Wait! If the probability going into the arrow state is 0.5, why is it 1.0 going out? Because the arrow always changes to full green. It never does anything else (in the data).
Describing Text
We can use the same technique to describe the text in a body of writing. It's more complicated than a traffic light, but not too bad. Instead of considering what colour changes to what, we look instead at what words follow another. Conveniently, text is already written out, so we don't have to sit on a folding chair for hours.
Let's first look at a simple example:
A MAN A PLAN A CANAL PANAMA
This isn't too far off from the traffic light states above.
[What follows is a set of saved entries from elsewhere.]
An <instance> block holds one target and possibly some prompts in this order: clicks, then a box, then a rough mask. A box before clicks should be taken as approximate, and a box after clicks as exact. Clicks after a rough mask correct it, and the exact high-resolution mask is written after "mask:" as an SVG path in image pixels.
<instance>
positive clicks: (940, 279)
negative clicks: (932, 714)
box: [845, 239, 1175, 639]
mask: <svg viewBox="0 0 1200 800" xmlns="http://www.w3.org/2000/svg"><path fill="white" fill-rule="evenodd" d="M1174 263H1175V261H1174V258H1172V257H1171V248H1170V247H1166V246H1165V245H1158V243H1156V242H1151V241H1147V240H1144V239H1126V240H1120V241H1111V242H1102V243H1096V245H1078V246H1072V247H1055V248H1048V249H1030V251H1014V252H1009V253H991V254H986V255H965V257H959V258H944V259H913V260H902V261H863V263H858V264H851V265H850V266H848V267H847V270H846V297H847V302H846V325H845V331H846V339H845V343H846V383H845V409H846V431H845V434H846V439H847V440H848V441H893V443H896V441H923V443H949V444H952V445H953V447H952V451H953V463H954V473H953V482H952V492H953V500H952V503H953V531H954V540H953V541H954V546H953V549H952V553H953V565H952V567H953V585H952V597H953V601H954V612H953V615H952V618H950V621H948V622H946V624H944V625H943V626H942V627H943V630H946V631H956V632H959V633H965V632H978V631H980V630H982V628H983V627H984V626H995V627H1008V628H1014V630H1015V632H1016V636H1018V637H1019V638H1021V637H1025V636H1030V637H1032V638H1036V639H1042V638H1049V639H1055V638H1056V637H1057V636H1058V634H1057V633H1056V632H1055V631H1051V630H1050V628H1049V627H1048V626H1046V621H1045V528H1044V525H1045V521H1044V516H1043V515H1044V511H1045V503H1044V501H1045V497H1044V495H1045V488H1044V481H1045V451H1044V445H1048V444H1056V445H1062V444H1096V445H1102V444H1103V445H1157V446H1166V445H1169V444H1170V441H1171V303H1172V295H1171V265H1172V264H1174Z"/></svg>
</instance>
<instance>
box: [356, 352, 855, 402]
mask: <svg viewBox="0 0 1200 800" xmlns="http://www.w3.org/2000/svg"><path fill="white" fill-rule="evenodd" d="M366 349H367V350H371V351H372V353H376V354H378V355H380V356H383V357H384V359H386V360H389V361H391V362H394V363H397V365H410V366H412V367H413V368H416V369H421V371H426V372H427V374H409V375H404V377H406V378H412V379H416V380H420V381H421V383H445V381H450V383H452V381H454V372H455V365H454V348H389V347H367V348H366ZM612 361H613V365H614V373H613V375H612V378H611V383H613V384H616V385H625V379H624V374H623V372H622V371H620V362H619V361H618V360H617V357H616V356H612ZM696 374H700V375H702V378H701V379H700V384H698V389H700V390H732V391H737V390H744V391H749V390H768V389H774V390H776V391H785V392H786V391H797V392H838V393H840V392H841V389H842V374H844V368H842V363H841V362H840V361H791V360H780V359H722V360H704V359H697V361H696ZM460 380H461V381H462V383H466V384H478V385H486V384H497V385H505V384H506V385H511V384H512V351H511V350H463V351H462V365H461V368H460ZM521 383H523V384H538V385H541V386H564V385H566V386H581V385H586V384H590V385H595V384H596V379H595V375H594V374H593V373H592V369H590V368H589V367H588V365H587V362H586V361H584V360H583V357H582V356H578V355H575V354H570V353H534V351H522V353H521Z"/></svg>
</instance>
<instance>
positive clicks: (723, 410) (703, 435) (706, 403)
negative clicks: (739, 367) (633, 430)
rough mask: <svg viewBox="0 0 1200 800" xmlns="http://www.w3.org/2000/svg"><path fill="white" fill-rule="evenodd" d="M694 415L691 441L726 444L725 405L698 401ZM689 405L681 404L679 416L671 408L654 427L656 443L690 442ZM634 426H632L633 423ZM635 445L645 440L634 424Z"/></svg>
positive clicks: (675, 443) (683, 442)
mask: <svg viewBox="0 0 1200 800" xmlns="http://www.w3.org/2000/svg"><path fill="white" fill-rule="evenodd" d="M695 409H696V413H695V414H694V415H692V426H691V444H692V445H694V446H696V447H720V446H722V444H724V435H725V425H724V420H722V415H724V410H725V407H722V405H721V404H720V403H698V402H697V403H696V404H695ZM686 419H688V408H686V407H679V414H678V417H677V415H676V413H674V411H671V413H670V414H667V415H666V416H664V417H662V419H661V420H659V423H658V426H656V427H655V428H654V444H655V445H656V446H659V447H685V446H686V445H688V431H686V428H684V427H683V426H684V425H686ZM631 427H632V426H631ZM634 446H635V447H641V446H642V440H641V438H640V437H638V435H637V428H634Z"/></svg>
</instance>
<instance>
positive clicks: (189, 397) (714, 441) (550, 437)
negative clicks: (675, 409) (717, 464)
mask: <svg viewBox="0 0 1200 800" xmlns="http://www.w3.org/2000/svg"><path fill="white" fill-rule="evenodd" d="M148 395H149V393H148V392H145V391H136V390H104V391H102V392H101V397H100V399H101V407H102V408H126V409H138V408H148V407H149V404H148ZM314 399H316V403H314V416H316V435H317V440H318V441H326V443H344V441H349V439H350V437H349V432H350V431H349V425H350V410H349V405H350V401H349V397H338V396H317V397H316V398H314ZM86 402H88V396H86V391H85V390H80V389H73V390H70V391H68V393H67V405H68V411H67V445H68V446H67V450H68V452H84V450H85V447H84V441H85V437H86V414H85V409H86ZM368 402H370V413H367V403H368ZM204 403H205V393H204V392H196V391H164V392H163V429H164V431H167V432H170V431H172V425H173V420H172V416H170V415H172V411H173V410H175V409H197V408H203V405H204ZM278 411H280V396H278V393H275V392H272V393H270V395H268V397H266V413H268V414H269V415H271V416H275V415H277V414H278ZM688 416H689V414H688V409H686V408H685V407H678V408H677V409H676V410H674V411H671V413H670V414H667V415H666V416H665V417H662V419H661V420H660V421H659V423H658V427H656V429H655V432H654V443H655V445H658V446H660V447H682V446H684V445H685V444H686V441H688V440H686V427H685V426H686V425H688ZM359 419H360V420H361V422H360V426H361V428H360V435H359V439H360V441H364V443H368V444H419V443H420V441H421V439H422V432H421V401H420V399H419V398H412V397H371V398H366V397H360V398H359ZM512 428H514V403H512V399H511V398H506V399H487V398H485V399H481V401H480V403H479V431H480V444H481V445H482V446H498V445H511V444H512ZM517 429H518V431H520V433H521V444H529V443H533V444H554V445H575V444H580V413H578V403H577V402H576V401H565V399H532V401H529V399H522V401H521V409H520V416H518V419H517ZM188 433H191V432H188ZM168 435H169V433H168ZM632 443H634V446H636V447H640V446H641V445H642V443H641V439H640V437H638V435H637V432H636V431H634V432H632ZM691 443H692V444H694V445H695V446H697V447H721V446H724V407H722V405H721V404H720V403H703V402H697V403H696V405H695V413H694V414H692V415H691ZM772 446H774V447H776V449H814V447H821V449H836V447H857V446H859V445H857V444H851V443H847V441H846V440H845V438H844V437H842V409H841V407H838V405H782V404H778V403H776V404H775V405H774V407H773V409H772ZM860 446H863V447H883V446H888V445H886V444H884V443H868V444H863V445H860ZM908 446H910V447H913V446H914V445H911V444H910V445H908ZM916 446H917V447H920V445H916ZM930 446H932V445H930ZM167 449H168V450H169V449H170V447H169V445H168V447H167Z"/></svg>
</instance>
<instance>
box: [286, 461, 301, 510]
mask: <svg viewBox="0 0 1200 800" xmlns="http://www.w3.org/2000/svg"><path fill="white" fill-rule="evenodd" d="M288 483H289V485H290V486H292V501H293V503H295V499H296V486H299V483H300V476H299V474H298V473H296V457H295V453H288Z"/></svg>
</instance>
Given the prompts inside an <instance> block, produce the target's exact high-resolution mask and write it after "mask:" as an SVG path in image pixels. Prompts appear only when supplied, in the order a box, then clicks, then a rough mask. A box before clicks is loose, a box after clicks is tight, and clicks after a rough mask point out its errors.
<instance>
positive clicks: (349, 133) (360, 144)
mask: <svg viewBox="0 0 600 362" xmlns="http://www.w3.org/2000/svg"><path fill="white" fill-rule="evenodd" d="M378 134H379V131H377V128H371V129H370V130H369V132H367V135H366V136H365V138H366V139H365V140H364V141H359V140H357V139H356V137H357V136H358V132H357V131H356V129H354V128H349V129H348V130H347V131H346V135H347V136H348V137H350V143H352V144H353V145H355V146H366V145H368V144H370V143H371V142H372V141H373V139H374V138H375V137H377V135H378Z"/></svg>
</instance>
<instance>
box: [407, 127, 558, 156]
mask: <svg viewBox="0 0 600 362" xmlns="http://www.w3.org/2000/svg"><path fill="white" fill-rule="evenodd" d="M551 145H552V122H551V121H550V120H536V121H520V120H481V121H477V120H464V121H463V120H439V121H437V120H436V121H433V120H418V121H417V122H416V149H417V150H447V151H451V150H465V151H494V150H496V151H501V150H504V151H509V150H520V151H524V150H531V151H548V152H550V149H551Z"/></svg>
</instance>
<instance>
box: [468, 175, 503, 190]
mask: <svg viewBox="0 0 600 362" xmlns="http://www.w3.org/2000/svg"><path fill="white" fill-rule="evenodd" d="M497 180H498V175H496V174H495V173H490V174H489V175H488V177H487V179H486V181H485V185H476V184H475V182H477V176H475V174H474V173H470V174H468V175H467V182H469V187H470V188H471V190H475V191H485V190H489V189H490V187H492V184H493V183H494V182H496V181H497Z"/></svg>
However, it is a little more involved. One thing we can do to help sort it out is to make a list of the words as we encounter them and record what word follows each one.

"MAN" and "PLAN" are only followed by "A", and similarly, "CANAL" only leads to "PANAMA". Just as with the traffic light example, words that lead only to a single other word have probability 1.0 — certainty.
However, the word "A" is possibly followed by one of three different words — "MAN", "PLAN" and "CANAL". Since there are three possibilities, the probability is ⅓ that any particular one might be chosen. You can see this in the state diagram with the paths marked as 0.33 probability.
For the Markov Christmas Carol, I used three different chunks of Christmas related text (see Sources). The analyze function sifts through all the text to work out what follows each word. Then the odds function converts it to a list ordered by probability.
> (define WORDS (string-split (file->string "./dickens-christmas-stripped.txt"))
> (define CHAIN (odds (analyze WORDS)))
> (hash-ref CHAIN "Ghost")
'((1/41 "bothered")
(1/41 "stopped")
(1/41 "held")
...
(2/41 "pointed")
...
(12/41 "of"))
In this case, for the word "Ghost", there are 41 followon words. Of these, some are repeats, so they're more likely. The words "bothered" and "stopped" have one out of 41 chances, while "pointed" is used twice and "of" twelve times in the source text (makes sense considering how often "Ghost of Christmas..." shows up, right?).
Generating New Text
Now that we've got a compact description of how the words are all used in the source texts, we can generate a new document that statistically matches the source texts. That is to say, it will have similar word choice (since the only words the computer knows about are the ones in the sources) and (if we're lucky) some of the same stylings.
This is done by picking a likely looking starting word and then randomly choosing among its followon words based on their probability. The sentence function takes a starting word and constructs a (not necessarily grammatical sentence) from it. Here are five different possible sentences that might be created using the start word "Ghost":
> (for ([i 5]) (println (string-join (sentence CHAIN '("Ghost")))))
"Ghost again upon the word, it was plain that I could never
been man who had the City—I don’t know not quite familiar
weapons, then stopped."
"Ghost of fiery red, his knee; for ever like), which cast
about, and made such a mighty Mansion House, gave me by which
subsisted until they saw no good friend,” said Bob, "for he
sits, and soon he clapped him and far from this festive season
brings, may be told you."
"Ghost and marked the two families are dead silence of thing
any terms, but he was, that Old Cheeseman’s cowardice."
"Ghost replied."
"Ghost of its home—where was at any worth millions—could buy
my penance," pursued John, “I have no change."
Obviously, millions more are possible. In the generator program, we become more and more abstract with a para function and finally story to generate an entire epic in less time than it took Chuck D. to set quill pen to paper.
Does the computer "understand" what it was writing? Not a bit of it. The only things it knows are what words are likely to start a sentence, the probability that one word will follow another in the source text and (when it's writing out) that a period ends a sentence. The words themselves have no intrinsic meaning to it. They could be in a different language, or even completely random groupings.